Joint estimation of smooth graph signals from partial linear measurements

TL;DR

This paper develops a method for jointly estimating smooth graph signals from limited linear measurements, providing theoretical guarantees for recovery even with sparse and partial data, applicable to ranking problems.

Contribution

It introduces non-asymptotic bounds for smooth graph signal recovery from partial measurements, extending to multi-layer ranking with sparse measurement graphs.

Findings

Estimator is weakly consistent as the number of vertices grows.

Effective even with very sparse and disconnected measurement graphs.

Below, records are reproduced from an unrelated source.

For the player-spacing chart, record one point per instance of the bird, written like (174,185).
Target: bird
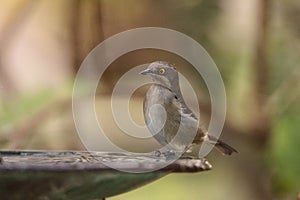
(166,113)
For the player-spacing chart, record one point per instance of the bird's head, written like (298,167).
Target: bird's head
(162,73)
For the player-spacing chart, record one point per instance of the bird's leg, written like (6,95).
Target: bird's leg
(167,154)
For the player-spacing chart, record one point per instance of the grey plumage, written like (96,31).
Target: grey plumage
(167,115)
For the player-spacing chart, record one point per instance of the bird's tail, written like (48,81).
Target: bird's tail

Provides non-asymptotic mean squared error bounds.

Abstract

Given an undirected and connected graph $G$ on $T$ vertices, suppose each vertex $t$ has a latent signal $x_t \in \mathbb{R}^n$ associated to it. Given partial linear measurements of the signals, for a potentially small subset of the vertices, our goal is to estimate $x_t$'s. Assuming that the signals are smooth w.r.t $G$, in the sense that the quadratic variation of the signals over the graph is small, we obtain non-asymptotic bounds on the mean squared error for jointly recovering $x_t$'s, for the smoothness penalized least squares estimator. In particular, this implies for certain choices of $G$ that this estimator is weakly consistent (as $T \rightarrow \infty$) under potentially very stringent sampling, where only one coordinate is measured per vertex for a vanishingly small fraction of the vertices. The results are extended to a ``multi-layer'' ranking problem where $x_t$ corresponds to the latent strengths of a collection of $n$ items, and noisy pairwise difference measurements are obtained at each ``layer'' $t$ via a measurement graph $G_t$. Weak consistency is established for certain choices of $G$ even when the individual $G_t$'s are very sparse and disconnected.